Without sports fanatics there would not be big time college and professional sports. The NFL is a $12 billion dollar industry, Major League Baseball earns more than $7 billion each year and the NBA does about $4 billion. This does not even count what is spent on illegal gambling, fantasy leagues, and sports outside the big three like the NCAA, NASCAR and the NHL.
It’s been a tough 12 months for Bay Area fans. From the Brian Stow incident at Dodger Stadium in the opener against the Giants in March to the mayhem at the Raiders-49ers preseason game, to run ins between Sharks fans and visitors from Canada, to the incidents with visiting fans at 49ers playoff games that led Jed York to issue a no-tolerance open letter and increase security at Candlestick Park, over-the-top behavior from and towards fans has been in the news far too often. The San Francisco Chronicle reported on Jan. 24 that twice as many ejections occurred in the wake of the overtime loss to the football Giants as did in the game the week before against New Orleans. Officials say the increase was probably due to the 3:30 p.m. game time which gave fans an extra few hours to lube up before kickoff. Undercover officers dressed as New York fans pointed out miscreants to uniformed police who subsequently led those fans out of the stands.
This season’s NFL playoffs seemed to have created a series of new lows in terms of fan behavior. Besides the well-documented harassment of opposing teams’ fans, 49ers punt returner Kyle Williams has been the subject of multiple death threats after his fumble in overtime set up the game winning field goal for the Giants, giving New York a trip to the Super Bowl.
So is this what we’ve come to? Death threats to athletes who come up short when giving their all, intimidating outnumbered visiting fans, and using the tickets we buy as a license to wreak havoc as we please while undercover cops pick off the unruly?
Fans in our sophisticated community should be better than that. We think fans, especially in our community, can care deeply about the outcome of a game and then let it go if and when the result doesn’t isn’t what we would like. When we’re the visiting fans we can go to a game and not rub it in when the home team fails. This only entices the majority to retaliate when the tide turns.
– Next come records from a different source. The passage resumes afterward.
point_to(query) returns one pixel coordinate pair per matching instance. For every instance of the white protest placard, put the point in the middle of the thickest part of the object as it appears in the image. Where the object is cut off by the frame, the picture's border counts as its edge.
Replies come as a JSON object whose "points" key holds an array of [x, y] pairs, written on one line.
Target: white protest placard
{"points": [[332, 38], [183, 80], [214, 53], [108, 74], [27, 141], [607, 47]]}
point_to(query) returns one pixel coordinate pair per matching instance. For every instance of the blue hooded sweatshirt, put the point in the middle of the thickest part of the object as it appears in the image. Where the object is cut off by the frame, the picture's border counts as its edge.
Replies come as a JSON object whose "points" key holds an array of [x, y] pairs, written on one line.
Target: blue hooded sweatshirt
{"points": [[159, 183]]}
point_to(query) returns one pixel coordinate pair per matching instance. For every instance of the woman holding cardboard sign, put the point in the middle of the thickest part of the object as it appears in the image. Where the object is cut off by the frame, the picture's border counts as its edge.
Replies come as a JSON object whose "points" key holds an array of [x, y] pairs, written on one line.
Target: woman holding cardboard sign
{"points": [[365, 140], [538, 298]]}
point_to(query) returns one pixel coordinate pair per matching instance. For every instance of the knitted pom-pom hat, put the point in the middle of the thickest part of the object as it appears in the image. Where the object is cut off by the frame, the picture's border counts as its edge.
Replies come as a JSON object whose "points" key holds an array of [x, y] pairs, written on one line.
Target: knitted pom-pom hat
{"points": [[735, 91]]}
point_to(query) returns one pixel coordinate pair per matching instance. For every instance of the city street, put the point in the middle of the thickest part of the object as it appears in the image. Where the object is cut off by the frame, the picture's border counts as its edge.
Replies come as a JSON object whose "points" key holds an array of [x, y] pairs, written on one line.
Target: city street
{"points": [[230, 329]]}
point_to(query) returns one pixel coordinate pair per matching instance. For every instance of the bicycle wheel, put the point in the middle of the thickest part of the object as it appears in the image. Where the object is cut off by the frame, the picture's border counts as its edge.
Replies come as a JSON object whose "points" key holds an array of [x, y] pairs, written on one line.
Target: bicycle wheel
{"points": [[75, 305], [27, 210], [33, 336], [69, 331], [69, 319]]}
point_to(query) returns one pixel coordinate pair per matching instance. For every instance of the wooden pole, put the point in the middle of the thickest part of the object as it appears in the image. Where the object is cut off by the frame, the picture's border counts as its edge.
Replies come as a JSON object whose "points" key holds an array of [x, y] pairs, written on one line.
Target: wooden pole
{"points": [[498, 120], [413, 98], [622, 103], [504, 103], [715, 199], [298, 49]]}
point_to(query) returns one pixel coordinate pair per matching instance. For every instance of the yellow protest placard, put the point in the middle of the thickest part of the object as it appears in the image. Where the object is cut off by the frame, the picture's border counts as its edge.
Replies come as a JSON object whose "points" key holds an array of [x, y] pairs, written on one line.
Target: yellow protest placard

We also think local fans can resist the urge to bully the outnumbered supporters of the visiting team and instead strive to make our stadiums and ballparks comfortable for everyone with a ticket, regardless of how some announcers might encourage their followers to behave.
Mostly, though, we implore sports fanatics everywhere to hold the athletes blameless. They’re almost always doing everything they can to win. In the late 1980s the Rams beat the Giants in an overtime playoff game in the Meadowlands. New York Quarterback Phil Simms had a rough game, and in his press conference afterwards he explained, “I have the ball a lot, and sometimes things go wrong.”
Can’t we accept that it’s usually just as simple as that?